Cientista político diz que caixa 2 é generalizado e significa 90% dos recursos eleitorais no Brasil

18/07/2005 - 18h22

Michèlle Canes
Da Agência Brasil

Brasília - Para o cientista político David Fleischer, da Universidade de Brasília, o financiamento irregular de campanhas eleitorais no Brasil (o chamado "caixa dois") é um fato amplamente conhecido e alcança ampla parcela dos gastos reais dos candidatos. "Todo mundo sabe, e o Roberto Jefferson colocou isso muito claramente, que todos os candidatos, de todos os partidos usam caixa dois e que o caixa dois é mais ou menos 90% dos gastos", disse Fleischer, em entrevista à Agência Brasil, referindo-se a depoimentos recentes do ex-presidente do PTB na Câmara.

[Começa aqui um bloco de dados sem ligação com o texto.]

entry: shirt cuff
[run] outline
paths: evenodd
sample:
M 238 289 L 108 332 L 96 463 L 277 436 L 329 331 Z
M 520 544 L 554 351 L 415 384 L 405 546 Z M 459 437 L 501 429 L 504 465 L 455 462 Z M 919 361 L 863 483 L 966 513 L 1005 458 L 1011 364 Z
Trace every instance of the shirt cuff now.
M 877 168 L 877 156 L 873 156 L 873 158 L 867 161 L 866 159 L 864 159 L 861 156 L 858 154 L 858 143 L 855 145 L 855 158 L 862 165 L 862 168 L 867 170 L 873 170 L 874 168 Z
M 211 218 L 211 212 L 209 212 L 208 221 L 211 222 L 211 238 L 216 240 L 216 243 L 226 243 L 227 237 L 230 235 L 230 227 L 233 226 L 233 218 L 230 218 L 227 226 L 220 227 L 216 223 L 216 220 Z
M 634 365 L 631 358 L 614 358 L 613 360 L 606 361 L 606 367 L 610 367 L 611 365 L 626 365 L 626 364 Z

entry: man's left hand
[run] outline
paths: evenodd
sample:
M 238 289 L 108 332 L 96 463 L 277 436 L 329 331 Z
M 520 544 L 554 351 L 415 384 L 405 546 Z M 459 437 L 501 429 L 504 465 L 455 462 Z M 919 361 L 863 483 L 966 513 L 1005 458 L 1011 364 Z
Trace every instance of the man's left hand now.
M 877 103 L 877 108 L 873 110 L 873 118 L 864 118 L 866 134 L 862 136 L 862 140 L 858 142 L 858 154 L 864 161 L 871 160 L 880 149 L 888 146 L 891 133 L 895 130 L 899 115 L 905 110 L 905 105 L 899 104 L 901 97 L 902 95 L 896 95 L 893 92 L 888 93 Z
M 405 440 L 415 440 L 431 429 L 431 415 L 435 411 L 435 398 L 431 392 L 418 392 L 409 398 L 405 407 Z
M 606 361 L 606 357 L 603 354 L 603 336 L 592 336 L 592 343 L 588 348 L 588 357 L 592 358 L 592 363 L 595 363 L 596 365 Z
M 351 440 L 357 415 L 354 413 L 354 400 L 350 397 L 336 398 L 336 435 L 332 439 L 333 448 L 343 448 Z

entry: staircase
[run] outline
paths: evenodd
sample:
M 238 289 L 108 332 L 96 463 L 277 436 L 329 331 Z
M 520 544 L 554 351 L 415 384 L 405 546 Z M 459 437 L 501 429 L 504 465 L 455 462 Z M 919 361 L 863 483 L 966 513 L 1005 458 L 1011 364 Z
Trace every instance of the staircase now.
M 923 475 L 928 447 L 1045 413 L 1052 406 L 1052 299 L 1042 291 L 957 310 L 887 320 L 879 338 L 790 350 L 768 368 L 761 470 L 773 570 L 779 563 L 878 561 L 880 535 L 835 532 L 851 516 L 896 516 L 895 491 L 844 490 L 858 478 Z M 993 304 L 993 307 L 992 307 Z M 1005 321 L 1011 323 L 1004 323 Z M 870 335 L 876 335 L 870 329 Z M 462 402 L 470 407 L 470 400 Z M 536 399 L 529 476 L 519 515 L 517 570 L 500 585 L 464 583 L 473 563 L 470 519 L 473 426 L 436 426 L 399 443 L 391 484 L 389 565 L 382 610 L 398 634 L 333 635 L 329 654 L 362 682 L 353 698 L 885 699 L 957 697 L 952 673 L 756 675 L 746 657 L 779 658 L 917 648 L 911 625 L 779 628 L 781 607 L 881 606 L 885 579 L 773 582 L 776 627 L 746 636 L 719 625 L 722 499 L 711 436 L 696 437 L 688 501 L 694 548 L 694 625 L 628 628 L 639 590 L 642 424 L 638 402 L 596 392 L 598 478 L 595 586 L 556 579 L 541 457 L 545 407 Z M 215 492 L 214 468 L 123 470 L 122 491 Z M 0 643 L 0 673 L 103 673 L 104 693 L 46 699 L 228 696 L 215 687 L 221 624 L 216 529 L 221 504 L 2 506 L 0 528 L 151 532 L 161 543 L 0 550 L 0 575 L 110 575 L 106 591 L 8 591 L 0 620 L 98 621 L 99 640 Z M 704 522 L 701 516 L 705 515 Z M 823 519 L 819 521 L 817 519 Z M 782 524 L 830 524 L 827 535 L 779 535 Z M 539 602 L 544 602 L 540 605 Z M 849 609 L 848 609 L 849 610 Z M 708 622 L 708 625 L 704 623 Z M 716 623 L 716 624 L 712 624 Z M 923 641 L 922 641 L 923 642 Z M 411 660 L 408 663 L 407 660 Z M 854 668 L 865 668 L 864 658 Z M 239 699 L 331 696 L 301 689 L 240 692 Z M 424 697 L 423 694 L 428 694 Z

No sábado, o secretário de Finanças licenciado do PT, Delúbio Soares, admitiu em entrevista à TV Globo que o partido faz uso de recursos "não contabilizados" em suas campanhas eleitorais. Soares disse que o problema é generalizado.

A avaliação de Fleischer segue nessa direção: "Isso (o "caixa dois") é um fato, vale e todo mundo aceita, só que não tem como comprovar porque é muito bem escondido". O cientista político diz que as denúncias feitas a respeito dessas irregularidades em geral acarretam apenas que o partido faça uma "retificação" em suas prestações de contas. "De vez em quando aparece algum caso em que jornais descobrem algum gasto que o candidato fez que não está na contabilidade, e aí o candidato ou o partido tem direito de fazer uma retificação nas declarações que foram entregues para a Justiça Eleitoral."

Para Fleischer, avançar na resolução do problema é difícil. "Ninguém quer jogar a primeira pedra porque o seu telhado pode ser de vidro também", diz ele, em referência tanto às acusações de Roberto Jefferson de que o PT teria se comprometido a repassar dinheiro irregular para o PTB em 2004, como a informações publicadas pela imprensa de que o empresário Marcos Valério também teria envolvimento com fundos irregulares utilizados pelo PSDB em Minas Gerais.

Segundo o professor, o crime de utilização de recursos "não contabilizados" tem dois lados, envolvendo uma dupla violação da lei fiscal e da lei eleitoral. De um lado, envolve as empresas que não declaram seus lucros reais e sonegam impostos aplicando o dinheiro desviado em contribuições políticas. De outro tem-se o partido, que aceita e faz uso desse dinheiro sem colocá-lo na declaração de contas. A associação entre as duas partes, lembra ele, está muitas vezes ligada à aprovação de projetos de lei e outras medidas públicas que beneficiem os doadores.

Quanto às penalidades para esse uso irregular de recursos, Fleischer explica que podem se aplicadas de várias maneiras. O TSE decide qual seria a mais adequada para cada caso. "Pode haver uma multa, uma suspensão da legenda por algum tempo e, no caso mais pesado, ainda pode ser a cassação do partido ou a legenda deixar de existir como partido". Ele lembra ainda que, no caso da comprovação de que um determinado político foi eleito para um cargo com esses recursos irregulares, pode haver também a cassação do mandato.

Com relação às declarações feitas por Delúbio Soares de que o uso de recursos "não contabilizados" seria justificado pelo atual sistema eleitoral brasileiro, o professor disse que concorda. Segundo ele, o sistema eleitoral está cada vez mais caro. "Muitas vezes quem contribui com esse dinheiro, no setor privado, não quer que seu nome conste como doador porque tem problemas com o fisco e com evasão fiscal. Quando doador, ele faz questão de não constar o nome. O nosso sistema eleitoral é cada vez mais caro nas eleições, então o candidato e o partido procuram dinheiro em todas as fontes. O nosso sistema não tem rigor suficiente para comprovar origem de todos esses recursos".

Ainda sobre as declarações de Soares, o professor acredita que o fato de ele assumir pessoalmente a responsabilidade pelo uso irregular de recursos não vai livrar o PT de prestar contas à Justiça. "Mesmo assim, quem seria penalizado seria o PT, porque, por mais que o Delúbio Soares declare que tenha agido sozinho, ele agiu em nome do partido, que é uma entidade".